So much is written about triathletes and their lifestyles, with all the blogs, race sites, magazines, tweets…that I’m sure you think you’ve heard, seen, and read it all. Well, we’re here to tell you there are still some secrets that are yet to be discovered about triathletes…until now, that is. 9 in fact, that even surprised us. But, they can’t keep anything from the triwives for too long!

Here are a few things we recently learned about triathletes that explains a lot…

They were lost in the woods as children during a scout trip and had to survive on bark and acorns. Not willing to give up these “tasty treats” as adults, they discovered the world of nutrition bars. In fact, they keep trying all the bars out there in the hope of replicating that bark/acorn combination. They also find it necessary to hoard them everywhere – kitchen cabinets, backpacks, car consoles, briefcases, jacket pockets…

Their parents dressed them in spandex as kids and so they find it totally acceptable to wear as adults. They were told that super heroes wear spandex as it gives them super human powers. To this day, they wear their spandex proudly and firmly believe it makes them bike faster.


There is even a special group who flaunt their spandex in white. These triathletes have a very positive body image and are not afraid to show it.

Triathletes have at some point in their lives lost their sense of smell, so have no concept that sweat really, really reeks. They are clueless that putting freshly used bike kits or running outfits in the washer and closing the lid brings tears to the eyes of the person who opens said lid. They proudly live by the motto “My sweat doesn’t stink”!

They were raised by parents who believed that anything their child had to say was cute and important, so they believe that when they talk incessantly about triathlons, everyone finds it as adorable and captivating as their parents’ did.

Their parents instilled in them a very strong sense of self, so they are confident and comfortable in their own skin. As a result of this strong identity, however, they never developed the ability to see themselves through other’s eyes and as a consequence, think they can do no wrong in the fashion department. Most people beg to differ.



They were constantly harassed as children with such things as having their pants pulled down and bathroom doors opened, so have lost all sense of shame about bodily functions and displays of modesty. No explanation needed here or probably wanted…

They have a condition that renders them unable to assess time. It tends to pass very quickly for them and they have no concept of how long a 6 hour bike ride actually is. Hence, they believe that being gone from the family for that long of time is totally acceptable and don’t understand when said family is upset.

They never had to put their toys away as kids, so apply the same principle to their tri gear. They see nothing wrong with having bikes, tools, towels, shoes, water bottles…scattered all over the house, including the dining room.


No one ever told them that as adults they can stay up late if they want and don’t need to be in bed by 9pm.
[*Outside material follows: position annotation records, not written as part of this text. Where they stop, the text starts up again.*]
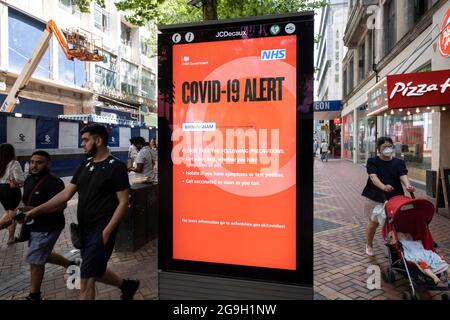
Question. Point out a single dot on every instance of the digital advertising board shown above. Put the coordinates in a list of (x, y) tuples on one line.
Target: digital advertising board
[(235, 145)]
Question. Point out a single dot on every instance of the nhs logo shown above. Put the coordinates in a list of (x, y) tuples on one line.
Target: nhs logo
[(276, 54)]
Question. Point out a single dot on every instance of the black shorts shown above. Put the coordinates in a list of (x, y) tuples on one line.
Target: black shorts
[(9, 197), (95, 255)]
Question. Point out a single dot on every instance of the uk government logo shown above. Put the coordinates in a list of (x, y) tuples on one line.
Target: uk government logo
[(225, 34)]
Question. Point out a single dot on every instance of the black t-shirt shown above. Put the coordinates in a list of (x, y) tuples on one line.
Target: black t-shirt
[(42, 192), (97, 184), (389, 172)]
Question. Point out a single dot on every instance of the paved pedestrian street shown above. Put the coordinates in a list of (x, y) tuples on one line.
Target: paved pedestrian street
[(340, 263), (15, 275)]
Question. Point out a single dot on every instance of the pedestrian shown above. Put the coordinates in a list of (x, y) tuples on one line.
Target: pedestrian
[(145, 160), (11, 180), (324, 151), (386, 176), (102, 185), (39, 187), (315, 147), (132, 153)]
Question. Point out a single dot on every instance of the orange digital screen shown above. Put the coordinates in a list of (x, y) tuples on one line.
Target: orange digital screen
[(234, 152)]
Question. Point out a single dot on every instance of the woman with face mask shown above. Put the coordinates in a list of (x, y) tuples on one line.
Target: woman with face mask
[(386, 176)]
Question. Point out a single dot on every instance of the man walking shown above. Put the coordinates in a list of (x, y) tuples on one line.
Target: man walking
[(102, 185), (39, 187), (324, 151)]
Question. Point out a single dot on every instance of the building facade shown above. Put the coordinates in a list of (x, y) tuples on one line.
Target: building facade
[(330, 51), (122, 86), (387, 38)]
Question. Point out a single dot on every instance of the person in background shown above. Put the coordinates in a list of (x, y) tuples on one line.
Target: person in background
[(11, 180), (324, 151), (132, 153), (386, 176), (102, 185), (39, 187), (145, 161)]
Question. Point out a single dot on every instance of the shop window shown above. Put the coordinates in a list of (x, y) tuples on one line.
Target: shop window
[(71, 72), (148, 84), (412, 136), (101, 19), (106, 71), (361, 61), (24, 33), (129, 78)]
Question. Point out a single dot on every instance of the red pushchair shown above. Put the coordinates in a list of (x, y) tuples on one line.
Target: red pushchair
[(410, 216)]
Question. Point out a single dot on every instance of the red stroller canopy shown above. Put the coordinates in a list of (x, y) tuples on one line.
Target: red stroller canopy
[(411, 216)]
They still believe in the adage, early to bed early to rise makes a man healthy, wealthy, and wise, only their version is early to bed early to rise makes a triathlete fit and fast. But, their partner’s have a very different version; early to bed early to rise makes a triathlete boring and annoying.

They never outgrew their love of koolaid, so gulp sport drinks – the adult equivalent – with abandon. Afterall, they do come in lemon lime, orange, and berry flavors, right?

We also figured out how they got into the sport of triathlon in the first place, but that’s literally a whole other story coming soon. Who knew????